Return to Child Care Subsidy (CCS)
As you would be aware, due to the impact of COVID-19 the Australian Government introduced the Early Childhood Education and Care Relief Package to support early learning services and allow them to remain operating whilst ensuring that, at a minimum, 'essential workers' were able to access quality education and care for their children during the pandemic. The package came into effect on Monday 6 April and during this time, families have not been charged any fees to access childcare.

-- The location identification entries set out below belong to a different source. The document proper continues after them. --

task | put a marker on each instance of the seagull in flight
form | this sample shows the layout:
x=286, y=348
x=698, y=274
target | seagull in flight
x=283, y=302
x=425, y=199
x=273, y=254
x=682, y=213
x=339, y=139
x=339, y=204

In effect families have received 'free childcare' during this time.
As you may have seen in the media, the arrangements under this Relief Package are now scheduled to conclude at midnight 12 July 2020.
We are therefore getting ready for the return of the Child Care Subsidy (CCS).
Over the past few months, we have experienced numerous changes in terms of child attendance. We may have changed the timing of care sessions for your child or perhaps your child has not attended our service since the health crisis began to unfold.
To help us move beyond the current arrangements, we are asking all families to get in touch with Suzie Haywood, Centre Manager, by 29th June 2020 to discuss your ongoing attendance or waiting list needs (ie. number of days, hours, etc).
We will then be able to confirm bookings and enrolments and calculate an estimation of the gap fees payable each fortnight – this will include the latest CPI increase to the Child Care Subsidy (CCS). In some cases, you may need to confirm this new enrolment through your MyGov account.
From 13 July onwards, our service will reintroduce fees. As per our Payment of Fees Policy, fees are payable in advance of your child's attendance. Weekly Invoices will therefore be sent out from 6th July 2020 with the week in advance calculated.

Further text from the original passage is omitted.